Francois is right. This is a terrible article on the Four Tribes. Not only does he explain the tribes significantly differently than Mccloud himself, his examples are beyond inane. It's almost as if he could only think of 8 obvious names in comics and just shoved them into categories.

The most striking difference between this article's explanation and Mccloud's own is that Mccloud doesn't suggest that there are specific artists that completely exemplify each category. In Making Comics, he states that most artists inhabit all four categories to some extent, but that one or two categories usually "burn the brightest" for them.

I don't fully stand behind the Four Tribes, but I do think it offers a lot of interesting ideas for analysis of contemporary poetry, much more so than Silliman's Quietist/Post-Avant dichotomy (which, in fairness, is trying to accomplish something completely different).

3:49 PM  
Blogger Amish Trivedi said...

I wonder how many folks will post about the chart, Walter, and Silliman.

(I did it too... it's what all the cool kids are doing these days).

6:00 PM  
Blogger Johannes said...

I would say that every artist is a formalist...

The thing that Silliman's reductive binary idea does have going for it is an awareness of history.

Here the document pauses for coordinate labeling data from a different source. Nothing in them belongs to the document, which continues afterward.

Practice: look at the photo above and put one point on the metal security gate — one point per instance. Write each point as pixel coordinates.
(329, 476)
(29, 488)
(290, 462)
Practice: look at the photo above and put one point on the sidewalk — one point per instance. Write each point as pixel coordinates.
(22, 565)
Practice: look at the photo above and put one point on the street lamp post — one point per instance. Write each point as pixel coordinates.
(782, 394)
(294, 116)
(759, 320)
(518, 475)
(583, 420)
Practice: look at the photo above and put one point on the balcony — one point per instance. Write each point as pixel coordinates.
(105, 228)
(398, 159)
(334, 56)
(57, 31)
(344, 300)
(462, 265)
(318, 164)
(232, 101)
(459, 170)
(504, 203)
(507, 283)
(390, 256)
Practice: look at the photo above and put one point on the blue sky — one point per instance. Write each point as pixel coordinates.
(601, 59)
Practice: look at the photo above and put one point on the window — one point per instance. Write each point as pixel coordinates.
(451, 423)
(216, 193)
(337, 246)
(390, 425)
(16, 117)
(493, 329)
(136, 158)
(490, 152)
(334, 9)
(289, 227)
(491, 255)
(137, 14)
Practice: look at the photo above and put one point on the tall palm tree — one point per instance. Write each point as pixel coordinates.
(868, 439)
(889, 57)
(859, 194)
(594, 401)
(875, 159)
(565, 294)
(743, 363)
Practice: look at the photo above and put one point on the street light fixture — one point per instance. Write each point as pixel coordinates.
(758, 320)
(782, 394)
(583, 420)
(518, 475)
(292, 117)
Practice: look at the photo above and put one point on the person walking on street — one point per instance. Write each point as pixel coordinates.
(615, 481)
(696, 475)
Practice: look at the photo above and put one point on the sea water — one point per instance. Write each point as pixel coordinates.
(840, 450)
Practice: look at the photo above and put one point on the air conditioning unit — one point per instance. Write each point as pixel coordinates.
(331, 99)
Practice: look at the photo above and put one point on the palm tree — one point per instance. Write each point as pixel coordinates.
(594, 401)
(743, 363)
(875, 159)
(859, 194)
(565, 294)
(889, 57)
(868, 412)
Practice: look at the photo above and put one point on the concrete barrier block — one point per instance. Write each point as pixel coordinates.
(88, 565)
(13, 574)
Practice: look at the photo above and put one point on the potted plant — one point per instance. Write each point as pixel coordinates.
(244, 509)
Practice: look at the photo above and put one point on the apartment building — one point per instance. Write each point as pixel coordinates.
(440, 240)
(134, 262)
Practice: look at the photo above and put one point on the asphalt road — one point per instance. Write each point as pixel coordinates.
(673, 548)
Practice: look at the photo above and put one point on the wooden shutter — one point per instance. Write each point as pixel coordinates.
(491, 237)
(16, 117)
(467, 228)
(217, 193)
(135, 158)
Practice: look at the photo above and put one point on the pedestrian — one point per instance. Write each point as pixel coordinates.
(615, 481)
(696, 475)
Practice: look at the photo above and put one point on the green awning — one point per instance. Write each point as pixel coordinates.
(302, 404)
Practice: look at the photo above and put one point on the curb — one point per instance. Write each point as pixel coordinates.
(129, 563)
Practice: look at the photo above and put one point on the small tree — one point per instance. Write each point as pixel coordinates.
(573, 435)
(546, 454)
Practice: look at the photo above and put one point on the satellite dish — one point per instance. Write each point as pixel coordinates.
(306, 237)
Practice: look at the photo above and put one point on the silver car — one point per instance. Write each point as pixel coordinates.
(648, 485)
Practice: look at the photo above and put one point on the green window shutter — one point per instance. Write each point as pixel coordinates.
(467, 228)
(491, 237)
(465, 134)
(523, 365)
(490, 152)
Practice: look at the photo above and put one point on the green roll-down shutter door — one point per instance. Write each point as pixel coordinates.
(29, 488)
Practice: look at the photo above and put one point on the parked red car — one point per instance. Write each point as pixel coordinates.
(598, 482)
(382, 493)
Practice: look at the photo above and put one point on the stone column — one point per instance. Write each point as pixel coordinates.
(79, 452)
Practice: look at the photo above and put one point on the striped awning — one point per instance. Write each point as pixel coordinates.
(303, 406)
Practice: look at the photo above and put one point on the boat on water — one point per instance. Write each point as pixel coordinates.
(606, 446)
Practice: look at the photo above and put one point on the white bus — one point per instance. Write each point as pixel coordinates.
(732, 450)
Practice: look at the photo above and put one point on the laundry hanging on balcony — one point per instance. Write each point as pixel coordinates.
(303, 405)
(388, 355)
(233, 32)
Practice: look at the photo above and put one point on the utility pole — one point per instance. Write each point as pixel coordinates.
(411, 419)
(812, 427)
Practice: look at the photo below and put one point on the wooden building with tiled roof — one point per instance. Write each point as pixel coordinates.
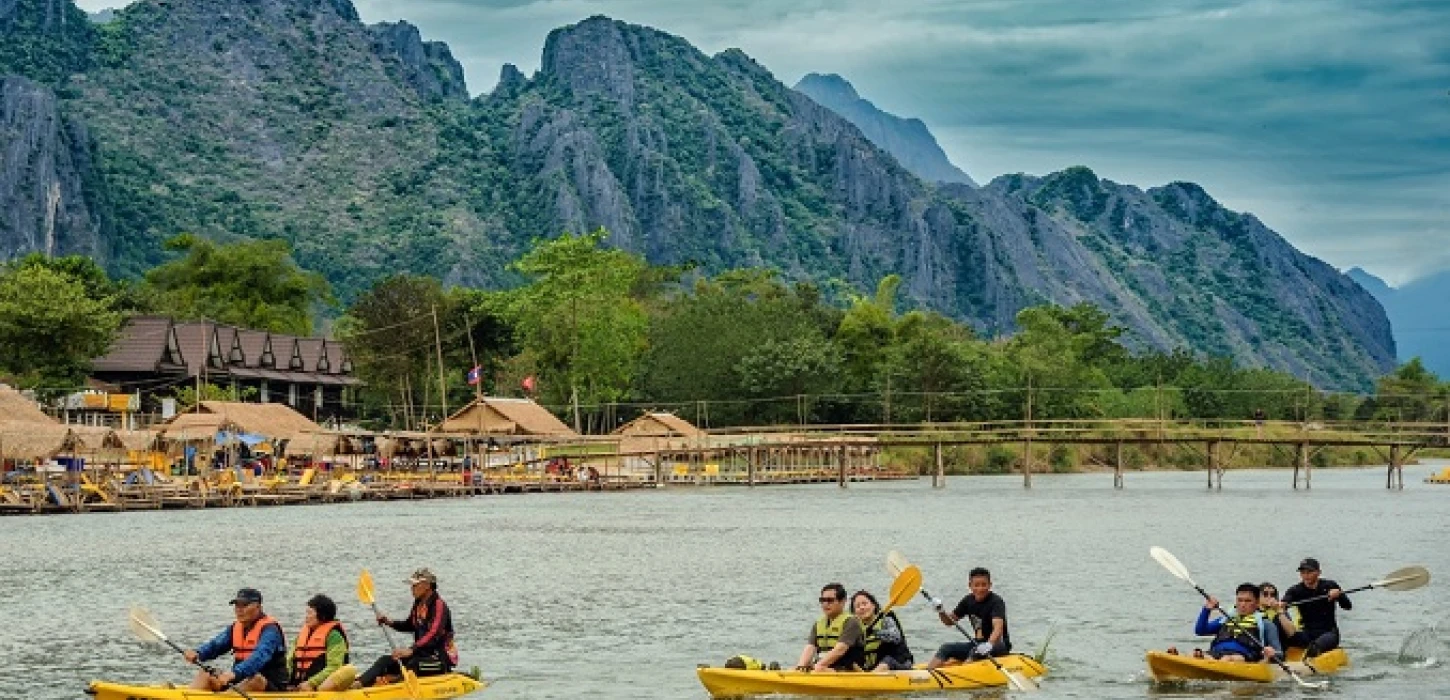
(154, 355)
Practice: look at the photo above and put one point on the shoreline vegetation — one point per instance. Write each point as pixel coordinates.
(599, 335)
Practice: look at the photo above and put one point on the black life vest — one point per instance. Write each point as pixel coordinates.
(877, 648)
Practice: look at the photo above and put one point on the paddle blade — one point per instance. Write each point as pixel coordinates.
(366, 589)
(1405, 578)
(415, 692)
(1020, 681)
(145, 626)
(1170, 563)
(905, 587)
(895, 563)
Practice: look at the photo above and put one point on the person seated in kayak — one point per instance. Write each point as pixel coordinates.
(1279, 615)
(1247, 635)
(257, 645)
(885, 642)
(835, 641)
(986, 612)
(321, 650)
(431, 623)
(1318, 629)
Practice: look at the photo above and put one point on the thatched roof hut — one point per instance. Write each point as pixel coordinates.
(36, 441)
(659, 425)
(15, 407)
(506, 416)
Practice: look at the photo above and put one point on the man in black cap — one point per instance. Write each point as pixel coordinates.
(431, 623)
(258, 650)
(1318, 629)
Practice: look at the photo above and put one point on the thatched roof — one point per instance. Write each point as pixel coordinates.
(659, 425)
(35, 441)
(267, 419)
(18, 409)
(505, 416)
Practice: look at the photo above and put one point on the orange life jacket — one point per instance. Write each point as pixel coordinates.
(244, 641)
(312, 650)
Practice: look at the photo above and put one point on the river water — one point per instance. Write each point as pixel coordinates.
(621, 594)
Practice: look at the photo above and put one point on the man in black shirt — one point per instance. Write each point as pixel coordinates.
(1318, 629)
(986, 610)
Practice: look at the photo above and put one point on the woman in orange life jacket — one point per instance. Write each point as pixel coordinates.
(322, 650)
(257, 644)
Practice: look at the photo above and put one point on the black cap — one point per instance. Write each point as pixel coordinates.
(247, 596)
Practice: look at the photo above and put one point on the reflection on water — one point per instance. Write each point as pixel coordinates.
(619, 596)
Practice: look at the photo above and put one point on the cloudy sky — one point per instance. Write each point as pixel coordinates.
(1328, 119)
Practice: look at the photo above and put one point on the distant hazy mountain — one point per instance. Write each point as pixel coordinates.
(1417, 316)
(906, 139)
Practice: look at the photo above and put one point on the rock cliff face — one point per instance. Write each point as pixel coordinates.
(45, 177)
(293, 119)
(906, 139)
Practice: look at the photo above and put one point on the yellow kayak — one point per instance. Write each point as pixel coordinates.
(431, 687)
(1173, 667)
(975, 676)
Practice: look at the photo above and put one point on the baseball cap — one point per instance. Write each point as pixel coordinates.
(247, 596)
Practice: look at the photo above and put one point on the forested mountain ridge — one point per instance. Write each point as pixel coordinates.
(293, 119)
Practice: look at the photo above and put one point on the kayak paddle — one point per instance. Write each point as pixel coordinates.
(896, 564)
(1175, 567)
(1405, 578)
(148, 631)
(366, 596)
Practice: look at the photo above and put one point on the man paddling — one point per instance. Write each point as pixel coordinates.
(257, 644)
(988, 615)
(1247, 635)
(431, 623)
(835, 639)
(1318, 629)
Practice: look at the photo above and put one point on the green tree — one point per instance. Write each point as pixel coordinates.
(51, 328)
(577, 318)
(251, 283)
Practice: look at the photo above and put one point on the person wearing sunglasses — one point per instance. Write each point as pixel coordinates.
(835, 641)
(257, 645)
(1273, 609)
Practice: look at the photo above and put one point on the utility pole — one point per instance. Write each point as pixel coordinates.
(442, 386)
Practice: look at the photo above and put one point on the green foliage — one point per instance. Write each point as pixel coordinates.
(51, 326)
(251, 284)
(45, 41)
(577, 318)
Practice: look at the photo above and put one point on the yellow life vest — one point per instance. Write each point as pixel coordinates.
(828, 632)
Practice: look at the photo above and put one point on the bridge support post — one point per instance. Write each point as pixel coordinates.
(1117, 465)
(1027, 463)
(1301, 461)
(1214, 470)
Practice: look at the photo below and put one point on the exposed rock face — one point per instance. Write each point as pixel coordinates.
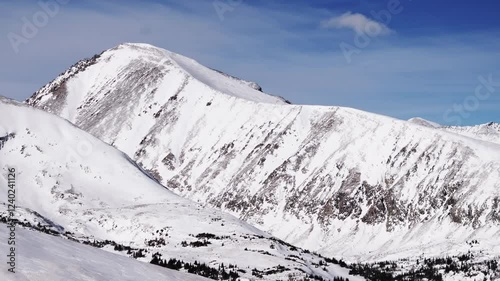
(333, 179)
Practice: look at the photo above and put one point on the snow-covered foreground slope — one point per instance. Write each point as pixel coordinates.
(77, 185)
(44, 257)
(336, 180)
(486, 132)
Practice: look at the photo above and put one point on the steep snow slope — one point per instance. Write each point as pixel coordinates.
(423, 122)
(44, 257)
(332, 179)
(75, 183)
(486, 132)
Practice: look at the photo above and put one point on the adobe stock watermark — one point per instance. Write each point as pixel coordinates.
(371, 29)
(31, 25)
(484, 89)
(223, 6)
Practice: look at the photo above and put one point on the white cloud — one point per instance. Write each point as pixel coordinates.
(359, 23)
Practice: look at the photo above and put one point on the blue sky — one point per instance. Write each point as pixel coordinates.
(426, 59)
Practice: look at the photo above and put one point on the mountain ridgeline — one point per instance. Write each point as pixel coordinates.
(335, 180)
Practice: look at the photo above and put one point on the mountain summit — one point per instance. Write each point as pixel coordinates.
(332, 179)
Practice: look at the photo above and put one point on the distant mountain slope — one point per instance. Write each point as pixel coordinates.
(75, 183)
(486, 132)
(44, 257)
(336, 180)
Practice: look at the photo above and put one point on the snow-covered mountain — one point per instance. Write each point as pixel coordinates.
(45, 257)
(332, 179)
(485, 132)
(81, 188)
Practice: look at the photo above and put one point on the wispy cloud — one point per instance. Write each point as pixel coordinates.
(357, 22)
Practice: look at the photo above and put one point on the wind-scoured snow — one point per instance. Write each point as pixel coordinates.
(333, 179)
(75, 183)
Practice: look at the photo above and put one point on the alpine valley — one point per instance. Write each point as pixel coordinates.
(397, 200)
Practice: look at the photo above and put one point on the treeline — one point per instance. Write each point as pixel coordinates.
(221, 273)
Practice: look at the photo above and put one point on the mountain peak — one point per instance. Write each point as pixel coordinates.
(423, 122)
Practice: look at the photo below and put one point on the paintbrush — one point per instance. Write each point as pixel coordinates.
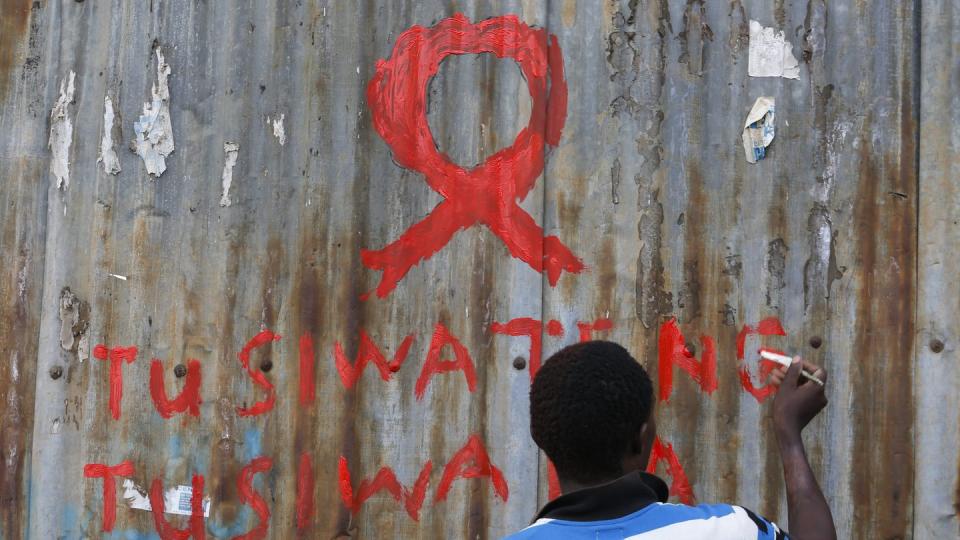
(785, 361)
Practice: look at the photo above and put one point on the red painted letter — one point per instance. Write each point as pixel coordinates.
(441, 338)
(533, 329)
(189, 397)
(767, 327)
(197, 529)
(116, 356)
(587, 329)
(472, 461)
(385, 479)
(366, 353)
(485, 194)
(679, 485)
(308, 392)
(258, 377)
(673, 350)
(96, 470)
(304, 492)
(248, 495)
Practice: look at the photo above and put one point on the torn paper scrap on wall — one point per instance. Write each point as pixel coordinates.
(770, 54)
(278, 130)
(61, 133)
(230, 159)
(759, 129)
(108, 156)
(176, 500)
(154, 133)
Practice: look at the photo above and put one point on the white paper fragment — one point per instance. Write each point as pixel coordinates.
(770, 54)
(226, 178)
(176, 500)
(61, 133)
(154, 133)
(278, 131)
(759, 129)
(108, 156)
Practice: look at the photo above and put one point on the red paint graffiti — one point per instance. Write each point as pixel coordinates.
(305, 483)
(472, 461)
(260, 407)
(108, 472)
(116, 356)
(587, 329)
(165, 530)
(533, 329)
(187, 400)
(674, 351)
(768, 327)
(433, 365)
(487, 194)
(384, 480)
(366, 353)
(679, 484)
(248, 495)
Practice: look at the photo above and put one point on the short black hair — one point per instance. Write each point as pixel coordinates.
(587, 403)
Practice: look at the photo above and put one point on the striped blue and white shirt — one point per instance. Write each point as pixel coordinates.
(633, 508)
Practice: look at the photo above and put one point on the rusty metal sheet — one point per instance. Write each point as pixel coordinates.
(936, 377)
(646, 184)
(820, 235)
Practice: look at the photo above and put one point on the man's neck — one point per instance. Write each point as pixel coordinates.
(568, 485)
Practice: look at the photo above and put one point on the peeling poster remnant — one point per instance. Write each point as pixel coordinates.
(230, 159)
(759, 129)
(154, 133)
(176, 500)
(770, 54)
(61, 133)
(74, 316)
(278, 131)
(108, 156)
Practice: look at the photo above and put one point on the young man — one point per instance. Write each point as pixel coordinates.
(591, 412)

Rather than making general statements about "art", it says what does art look like in post-war American art.

8:48 AM  
Blogger Johannes said...

Nevermind, that certainly contradicts pretty much all of my discussion about close reading. I think I resent the presentation of the iconoclast as someone who is mindless. I might have gotten that from Josh Corey's comments about the model.